Low’s Peak to Laban Rata The euphoria of reaching the summit was soon dampened by the thought that I had now to climb down that day all the way to the park HQ. So after only 15 minutes or so at the summit I started the laborious and difficult way down initially to Laban Rata for breakfast prior to the gruelling 6km down to the park HQ. Going down was difficult given the steep slopes and the need to be ultra careful. One slip or mistake could be dangerous; the last thing you needed was a silly ankle strain or worse at this height. Going down I had the opportunity now to see and photograph the magnificent mountain peaks which we could now see clearly in the early morning light. We reached Laban Rata at around 7:45am and by then my legs were shaking and feeling like jelly.
Laban Rata to Park HQ After a good breakfast and a rest it was time to make our way down the long 6km to the park HQ, again being ultra careful about our footing as the large boulders and sharp rocks could have caused a nasty injury had we fallen. Again we passed through a great deal of cloud and mist which helped to cool us. One of the strange sights I saw was the cloud and mist hitting the small stunted trees and then condensing on the leaves causing rain to fall – on one occasion I saw a tree in the middle of the trail and it was raining just under the tree as you passed – amazing! We eventually reached the park HQ at just after 2pm in the afternoon – we had been walking now for around 12 hours since the early start at 2:30 am. Probably the hardest bit for me was the last 50m as this was an uphill section to reach the Timpohon Gate and by that time I had reached “The Wall”. However it was a great feeling to complete this climb and after some lunch and a much needed (and expensive!) beer I was feeling good again. We collected our certificates and then headed back to rest prior to our return to KL. To put this climb into perspective a notice at the end of the trail highlighted the record times for the annual mountain race up Mount Kinabalu …. I still cannot believe how it can be done in this time!
Porters of Kinabalu
One of the most amazing things we saw during our 2 day climb was observing the many porters transporting goods up and down the mountain. Everything needed up at the Laban Rata rest house at 3,272m on Mount Kinabalu needs to be transported up the mountain using the local Dusun porters; food, drinks, dried goods, cooking materials, plumbing materials, water tanks, electrical equipment, bedding, linens, etc.
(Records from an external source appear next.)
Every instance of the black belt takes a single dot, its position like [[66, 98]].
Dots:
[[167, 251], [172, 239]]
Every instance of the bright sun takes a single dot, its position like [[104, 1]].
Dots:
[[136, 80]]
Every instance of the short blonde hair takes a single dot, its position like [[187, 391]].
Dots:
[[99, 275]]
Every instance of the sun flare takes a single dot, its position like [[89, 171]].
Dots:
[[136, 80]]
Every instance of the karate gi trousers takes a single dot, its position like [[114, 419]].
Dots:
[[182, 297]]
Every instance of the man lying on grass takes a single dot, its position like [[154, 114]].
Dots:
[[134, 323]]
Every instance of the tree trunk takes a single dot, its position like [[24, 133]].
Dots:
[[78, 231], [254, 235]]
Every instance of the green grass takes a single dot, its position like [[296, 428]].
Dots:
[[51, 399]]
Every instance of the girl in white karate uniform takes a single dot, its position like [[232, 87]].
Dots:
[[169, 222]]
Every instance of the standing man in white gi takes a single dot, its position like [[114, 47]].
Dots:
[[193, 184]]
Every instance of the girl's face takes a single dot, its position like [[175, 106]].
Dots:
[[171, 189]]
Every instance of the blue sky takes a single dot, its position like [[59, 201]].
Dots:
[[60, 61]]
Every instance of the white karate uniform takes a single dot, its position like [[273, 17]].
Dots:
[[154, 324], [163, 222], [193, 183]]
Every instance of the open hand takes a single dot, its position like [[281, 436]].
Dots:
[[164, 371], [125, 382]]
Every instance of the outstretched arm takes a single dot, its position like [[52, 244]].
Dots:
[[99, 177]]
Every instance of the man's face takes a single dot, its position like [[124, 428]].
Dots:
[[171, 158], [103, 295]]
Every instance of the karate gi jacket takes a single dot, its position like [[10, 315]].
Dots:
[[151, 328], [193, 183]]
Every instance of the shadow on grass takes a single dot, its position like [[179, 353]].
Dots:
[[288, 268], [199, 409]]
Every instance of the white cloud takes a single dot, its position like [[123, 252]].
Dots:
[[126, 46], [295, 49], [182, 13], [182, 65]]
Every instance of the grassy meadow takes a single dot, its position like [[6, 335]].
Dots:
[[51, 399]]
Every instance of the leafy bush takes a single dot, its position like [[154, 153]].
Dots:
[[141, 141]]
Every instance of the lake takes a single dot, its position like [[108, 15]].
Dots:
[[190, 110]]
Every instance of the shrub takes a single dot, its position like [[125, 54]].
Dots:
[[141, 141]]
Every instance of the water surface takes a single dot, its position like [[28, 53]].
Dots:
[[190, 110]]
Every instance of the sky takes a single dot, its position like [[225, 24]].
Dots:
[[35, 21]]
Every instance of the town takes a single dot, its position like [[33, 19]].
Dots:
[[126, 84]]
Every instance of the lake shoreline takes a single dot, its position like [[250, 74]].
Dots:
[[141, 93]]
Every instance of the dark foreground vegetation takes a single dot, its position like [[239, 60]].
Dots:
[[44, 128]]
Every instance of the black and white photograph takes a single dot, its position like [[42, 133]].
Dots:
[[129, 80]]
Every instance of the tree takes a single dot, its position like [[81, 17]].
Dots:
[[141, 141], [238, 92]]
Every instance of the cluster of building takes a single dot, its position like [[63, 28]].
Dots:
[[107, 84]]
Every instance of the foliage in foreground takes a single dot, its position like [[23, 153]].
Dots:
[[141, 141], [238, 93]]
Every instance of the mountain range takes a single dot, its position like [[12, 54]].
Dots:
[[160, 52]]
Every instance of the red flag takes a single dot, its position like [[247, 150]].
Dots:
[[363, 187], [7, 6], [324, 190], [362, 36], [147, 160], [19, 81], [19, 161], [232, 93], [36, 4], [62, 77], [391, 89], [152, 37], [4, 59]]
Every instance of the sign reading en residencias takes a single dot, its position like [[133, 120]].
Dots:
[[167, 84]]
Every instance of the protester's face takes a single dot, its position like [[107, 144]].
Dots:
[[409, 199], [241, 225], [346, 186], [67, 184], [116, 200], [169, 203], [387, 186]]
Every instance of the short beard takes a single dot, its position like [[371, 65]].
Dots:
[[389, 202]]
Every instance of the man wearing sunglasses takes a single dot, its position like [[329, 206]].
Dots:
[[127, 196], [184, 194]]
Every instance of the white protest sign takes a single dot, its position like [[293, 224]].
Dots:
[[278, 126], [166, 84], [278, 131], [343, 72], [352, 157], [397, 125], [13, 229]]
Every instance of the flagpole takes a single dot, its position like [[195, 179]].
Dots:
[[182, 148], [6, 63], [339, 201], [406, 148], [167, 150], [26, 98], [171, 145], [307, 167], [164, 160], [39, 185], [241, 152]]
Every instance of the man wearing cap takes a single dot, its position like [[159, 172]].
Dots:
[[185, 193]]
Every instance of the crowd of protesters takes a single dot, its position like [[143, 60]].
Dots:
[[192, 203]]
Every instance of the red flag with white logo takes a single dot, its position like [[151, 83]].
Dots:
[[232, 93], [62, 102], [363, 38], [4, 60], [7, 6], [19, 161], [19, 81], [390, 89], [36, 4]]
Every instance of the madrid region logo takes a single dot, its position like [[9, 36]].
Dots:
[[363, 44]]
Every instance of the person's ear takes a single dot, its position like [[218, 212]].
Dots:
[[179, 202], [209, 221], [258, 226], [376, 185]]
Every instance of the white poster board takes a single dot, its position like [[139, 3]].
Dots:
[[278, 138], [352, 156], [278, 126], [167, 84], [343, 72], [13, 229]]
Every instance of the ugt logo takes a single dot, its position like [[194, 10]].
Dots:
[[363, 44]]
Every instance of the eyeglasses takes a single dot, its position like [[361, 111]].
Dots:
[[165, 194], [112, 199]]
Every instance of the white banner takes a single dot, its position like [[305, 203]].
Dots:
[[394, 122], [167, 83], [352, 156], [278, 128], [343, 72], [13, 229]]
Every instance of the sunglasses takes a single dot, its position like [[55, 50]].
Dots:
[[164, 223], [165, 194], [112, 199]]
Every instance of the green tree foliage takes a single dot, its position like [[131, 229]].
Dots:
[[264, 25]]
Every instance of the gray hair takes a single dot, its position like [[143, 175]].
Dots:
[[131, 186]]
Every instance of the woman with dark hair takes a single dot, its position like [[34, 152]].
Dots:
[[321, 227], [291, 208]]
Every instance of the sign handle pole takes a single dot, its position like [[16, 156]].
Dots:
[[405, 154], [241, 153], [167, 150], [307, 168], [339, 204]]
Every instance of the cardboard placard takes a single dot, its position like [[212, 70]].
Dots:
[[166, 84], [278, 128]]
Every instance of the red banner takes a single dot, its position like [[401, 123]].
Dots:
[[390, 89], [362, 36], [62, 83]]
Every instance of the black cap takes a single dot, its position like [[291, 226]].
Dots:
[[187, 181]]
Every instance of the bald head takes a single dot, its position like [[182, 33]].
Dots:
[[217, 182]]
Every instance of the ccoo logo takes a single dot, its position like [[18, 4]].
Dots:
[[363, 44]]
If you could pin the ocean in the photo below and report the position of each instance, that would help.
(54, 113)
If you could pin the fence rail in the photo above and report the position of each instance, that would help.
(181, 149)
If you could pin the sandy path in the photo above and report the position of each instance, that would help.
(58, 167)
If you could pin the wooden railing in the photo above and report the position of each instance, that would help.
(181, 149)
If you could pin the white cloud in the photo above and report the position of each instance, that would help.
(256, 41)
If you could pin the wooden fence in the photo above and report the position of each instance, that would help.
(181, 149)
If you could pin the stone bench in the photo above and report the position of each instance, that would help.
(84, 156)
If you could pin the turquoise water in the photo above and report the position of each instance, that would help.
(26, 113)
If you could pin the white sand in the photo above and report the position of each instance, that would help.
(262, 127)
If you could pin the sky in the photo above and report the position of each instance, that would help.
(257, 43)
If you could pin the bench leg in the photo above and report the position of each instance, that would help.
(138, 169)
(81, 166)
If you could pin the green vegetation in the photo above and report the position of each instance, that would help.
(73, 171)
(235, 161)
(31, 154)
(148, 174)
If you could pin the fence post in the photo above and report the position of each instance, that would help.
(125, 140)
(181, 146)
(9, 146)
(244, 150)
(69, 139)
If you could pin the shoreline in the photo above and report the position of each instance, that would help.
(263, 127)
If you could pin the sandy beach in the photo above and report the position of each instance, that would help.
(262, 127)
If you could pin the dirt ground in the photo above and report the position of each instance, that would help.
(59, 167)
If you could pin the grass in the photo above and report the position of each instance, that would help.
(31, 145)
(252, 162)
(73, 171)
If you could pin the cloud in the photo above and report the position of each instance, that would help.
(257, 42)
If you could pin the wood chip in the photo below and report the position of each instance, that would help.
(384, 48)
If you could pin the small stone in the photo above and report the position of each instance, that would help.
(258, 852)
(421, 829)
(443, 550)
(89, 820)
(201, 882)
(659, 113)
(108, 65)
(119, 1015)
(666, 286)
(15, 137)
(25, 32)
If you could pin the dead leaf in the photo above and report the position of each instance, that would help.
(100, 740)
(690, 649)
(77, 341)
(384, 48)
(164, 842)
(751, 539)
These local porters are a wonder to see as they slowly but surely pass you with their heavy loads carried on a simple wooden backplate with string shoulder straps and head strap,as you struggle up (or down) the slope. There are even women porters who are incredibly strong and some of the loads these porters carry can be 30 – 50kg or more. One amazing sight I saw on our descent from the mountain was being passed by a porter carrying a small Asian lady down the mountain who obviously had made it up but could not make the descent. The cost of this is service is apparently around RM300 per km. It crossed my mind at the time that perhaps I should have considered that!